32

723 62 2
                                    

"- Küçük cüce cinlerine yakalanıp yanlışlıkla kızıl kuleye sızmak tam da benden beklenecek bir şeydi zaten! Hay ben aklıma-"

"- Şşş Meredith, kendine hakaret etme. Hayır, sus. Sakinleş. Her şey yolunda-" Nefes meditasyonumu derin bir soluk vererek kestim ve ona öfkeyle bağırdım.
"- Ama cidden ben senin yapacağın planın ya! Kızım hani babanın bahsettiği şu meşhur yere gidecektik? Ne idiği belirsiz adamlara güvenmemen gerektiğini öğretmediler mi sana?!"

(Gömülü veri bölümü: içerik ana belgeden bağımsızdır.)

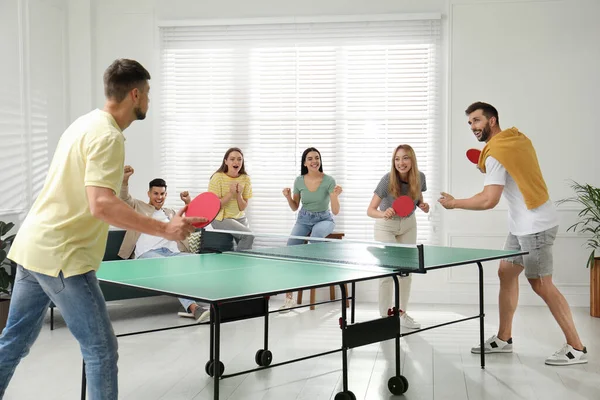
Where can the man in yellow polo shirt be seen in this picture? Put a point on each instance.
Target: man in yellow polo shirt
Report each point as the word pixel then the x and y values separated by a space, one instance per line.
pixel 512 170
pixel 61 243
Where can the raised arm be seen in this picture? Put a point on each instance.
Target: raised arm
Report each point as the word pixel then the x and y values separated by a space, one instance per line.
pixel 124 194
pixel 293 202
pixel 106 206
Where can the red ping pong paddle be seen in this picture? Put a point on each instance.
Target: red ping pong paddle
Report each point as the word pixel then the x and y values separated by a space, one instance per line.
pixel 473 155
pixel 206 205
pixel 403 206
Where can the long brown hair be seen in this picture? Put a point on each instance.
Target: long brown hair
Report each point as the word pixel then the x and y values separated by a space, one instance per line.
pixel 224 168
pixel 414 178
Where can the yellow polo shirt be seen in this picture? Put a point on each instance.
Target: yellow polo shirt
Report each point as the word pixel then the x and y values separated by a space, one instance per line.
pixel 60 233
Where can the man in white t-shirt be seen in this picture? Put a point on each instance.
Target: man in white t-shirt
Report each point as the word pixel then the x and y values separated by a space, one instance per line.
pixel 141 245
pixel 512 170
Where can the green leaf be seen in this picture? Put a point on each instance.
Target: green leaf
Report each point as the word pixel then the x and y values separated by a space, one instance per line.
pixel 10 239
pixel 4 228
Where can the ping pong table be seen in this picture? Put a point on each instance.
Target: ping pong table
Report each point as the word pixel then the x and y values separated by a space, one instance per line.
pixel 238 285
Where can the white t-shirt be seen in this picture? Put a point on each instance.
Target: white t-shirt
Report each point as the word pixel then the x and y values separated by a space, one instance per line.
pixel 521 221
pixel 148 242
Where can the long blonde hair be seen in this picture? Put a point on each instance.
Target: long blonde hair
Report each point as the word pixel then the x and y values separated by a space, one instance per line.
pixel 414 178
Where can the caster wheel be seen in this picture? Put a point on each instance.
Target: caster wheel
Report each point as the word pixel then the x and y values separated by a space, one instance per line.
pixel 345 396
pixel 398 385
pixel 405 381
pixel 263 358
pixel 266 358
pixel 211 369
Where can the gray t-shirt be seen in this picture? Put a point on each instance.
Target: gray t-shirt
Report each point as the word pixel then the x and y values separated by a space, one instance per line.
pixel 387 198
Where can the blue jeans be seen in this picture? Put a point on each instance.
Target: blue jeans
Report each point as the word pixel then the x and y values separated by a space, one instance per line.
pixel 83 308
pixel 317 224
pixel 164 252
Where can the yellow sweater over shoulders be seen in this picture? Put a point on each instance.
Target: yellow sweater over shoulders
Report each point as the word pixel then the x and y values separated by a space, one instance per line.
pixel 515 152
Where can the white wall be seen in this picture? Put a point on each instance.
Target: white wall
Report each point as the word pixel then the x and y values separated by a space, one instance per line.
pixel 536 61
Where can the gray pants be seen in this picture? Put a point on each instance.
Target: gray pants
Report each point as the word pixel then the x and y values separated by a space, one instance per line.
pixel 244 242
pixel 395 230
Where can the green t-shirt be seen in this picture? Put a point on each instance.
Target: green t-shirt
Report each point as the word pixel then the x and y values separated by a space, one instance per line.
pixel 318 200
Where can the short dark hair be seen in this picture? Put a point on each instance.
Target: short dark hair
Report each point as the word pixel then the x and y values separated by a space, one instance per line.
pixel 122 76
pixel 488 110
pixel 303 168
pixel 157 183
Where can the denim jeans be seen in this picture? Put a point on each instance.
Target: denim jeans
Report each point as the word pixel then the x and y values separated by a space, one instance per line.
pixel 244 242
pixel 83 308
pixel 164 252
pixel 318 224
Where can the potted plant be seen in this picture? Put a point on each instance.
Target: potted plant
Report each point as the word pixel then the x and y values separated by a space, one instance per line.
pixel 588 223
pixel 6 278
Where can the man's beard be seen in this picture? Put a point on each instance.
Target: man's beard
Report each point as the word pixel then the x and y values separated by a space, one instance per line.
pixel 485 133
pixel 139 114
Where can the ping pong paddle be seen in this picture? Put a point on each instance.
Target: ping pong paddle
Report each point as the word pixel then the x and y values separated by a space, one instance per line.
pixel 206 205
pixel 473 155
pixel 403 206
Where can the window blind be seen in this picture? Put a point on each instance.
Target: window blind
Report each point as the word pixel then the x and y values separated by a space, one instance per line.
pixel 354 90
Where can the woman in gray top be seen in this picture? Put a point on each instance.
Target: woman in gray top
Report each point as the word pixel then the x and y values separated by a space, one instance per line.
pixel 404 178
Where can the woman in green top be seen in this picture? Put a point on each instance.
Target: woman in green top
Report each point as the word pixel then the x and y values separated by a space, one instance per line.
pixel 315 190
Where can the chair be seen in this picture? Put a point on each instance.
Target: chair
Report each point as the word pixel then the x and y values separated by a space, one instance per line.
pixel 334 235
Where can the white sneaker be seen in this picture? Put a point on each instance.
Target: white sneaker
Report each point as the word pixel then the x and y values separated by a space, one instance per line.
pixel 567 355
pixel 289 303
pixel 407 322
pixel 494 345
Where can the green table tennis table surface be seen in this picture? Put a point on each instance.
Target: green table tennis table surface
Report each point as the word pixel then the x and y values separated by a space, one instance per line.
pixel 238 275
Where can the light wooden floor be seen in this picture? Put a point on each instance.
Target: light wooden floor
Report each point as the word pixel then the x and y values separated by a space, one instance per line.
pixel 438 363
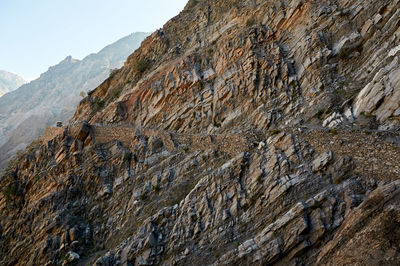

"- Ayy ben nerden bileyim kara büyücü olması gereken adamların insan kaçakçısı olduğunu? Hayret bir şeysin yani annecik. Madem ben kandım bu mallara, sen niye akıllılık edip beni durdurmadın?"

Sorusuyla tabiri caizse mal gibi kaldım.

Mantıklıydı. Ben de müdahale edebilirdim olaya ama sonuç olarak ben de inanmıştım yaşlı bunağa. Hepimiz salaksak hiçbirimiz suçlu değildik. Yine de kendi masumluğumu tasdik etmek istercesine gözlerimi yalandan doldurup dudaklarımı büzdüm.

"- Ya ne oldu yine ya? Niye ağlayacaksın yine? Ağlama artık. Yalvarırım ağlama ya kafayı yiyeceğim şimdi."

Benim tüm gün çeşmeden fışkıran sular gibi ağlayıp zırlamamdan o kadar bezmişti ki kelime haznesi tükenmişti. O'da yakında sinirden ağlayacak gibi duruyordu. Ama yapacak bir şey yoktu. Ben hamileydim. Irmaktan akan sular gibi durmadan ağlayabilirdim.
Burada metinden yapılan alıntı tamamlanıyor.